FIxed in rpm-4.3.2-2.
Please note that the default behavior in rpm is going to become
ignoring file conflicts because of the volume of 3rd party,
non-RedHat, not built by rpm-4.2 or later, that can/will
not install correctly on a multilib machine.
Detecting (and failing) an install because of a file conflict
is no longer sufficient to meet rpm customer expectations imho.
LIFO behavior, already in rpm, is the correct default behavior
Yes, specific failure cases will need to be handled specifically.
I will make a macro, and Red Hat can choose to disagree
by configuring differently in redhat-rpm-config.
Differing the package manager install/upgrade behavior based on the
presence of a separate package (used for build config) doesn't really
seem practical to me - while the change could be in Red Hat's specific
RPM config, I don't think it should be in redhat-rpm-config.
I'm just curious : what's that "volume of 3rd party non-RedHat, not
built by rpm-4.2 or later, that can/will not install correctly on a
multilib machine" you're talking about?
Is that criticism against major Fedora 3rd party repositories like
fedora.us, freshrpms, rpm.livna.org, dag [...] ? I dont think it's
fair since we all do our best to avoid conflicts and to bring the best
packages we can do.
Or is there is a so much amount of packages out there like the
ati-fglrx one from ATI ? Can you name some ? What's the % ratio
compared to Valid rpms ?
If you keep this behaviour, then rpms become as useful as simple tar
files. Should we turn the Fedora Project into a Slackware-like ?
Please, Jef, simply drop this "no conflicting file" stuff.
It's definitly not what rpm users want.
I do not think that it is the correct behavior - to allow malformed
rpm to wipe out the system as a whole.
Jeff, what's the name of the macro and where do I need to set it
(system-wide)? This should probably be mentioned in the release notes
as well (a'la "this is how to revert to the old behaviour"). TIA.
So was this bug been closed? Whether or not Jeff can be convinced
that the file conflict behavior should be reverted in rpm proper, I
think it's a bad idea for Red Hat to ship with that as the default.
Please reenable file conflicts before release of FC3. Users arent'
going to be thrilled about having to reenable this for every box they
There is certainly a clear consensus for FC3 that the default shoulkd
be to error on conflicts, that also gets them fixed. RHEL is quite a
different thing here.
Being an RHEL user I have to ask, is this madness going into RHEL 3/4?
Personally, I'd be even *more* pissed off if I was a paying RHEL
customer. If third party rpms need to be rebuilt with post a rpm-4.2
release, then I'd expect that vendors be contacted and advised of that
fact before the release of RHEL4, especially if 'rpmbuild --rebuild'
is all that is needed. Turning off file conflicts is not a fix.
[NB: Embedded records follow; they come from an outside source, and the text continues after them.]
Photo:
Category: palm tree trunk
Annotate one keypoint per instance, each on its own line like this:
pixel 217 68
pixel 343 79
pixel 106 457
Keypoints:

It's
barely even a sensable workaround.
FC should definitely error on conflicts in order to forcefully
encourage packages to be actually fixed. I have no opinion about RHEL.
Yet another vote against ignoring file conflicts. I have nothing
against an system wide option to enable ignoring file conflicts for
those who need this, but it should not be the default. I don't want
some poorly designed 3rd party rpm to destroy my system by overwriting
files it shouldn't.
According to bug 137690 it seems this report can be closed WONTFIX ;) .
Sorry. Read the above as a request instead of a bug report. The
original solution as RAWHIDE is a bit confusing wrt this. Should
probably have been WONTFIX then instead.
Behaviour has been reverted. Good. Closing RAWHIDE.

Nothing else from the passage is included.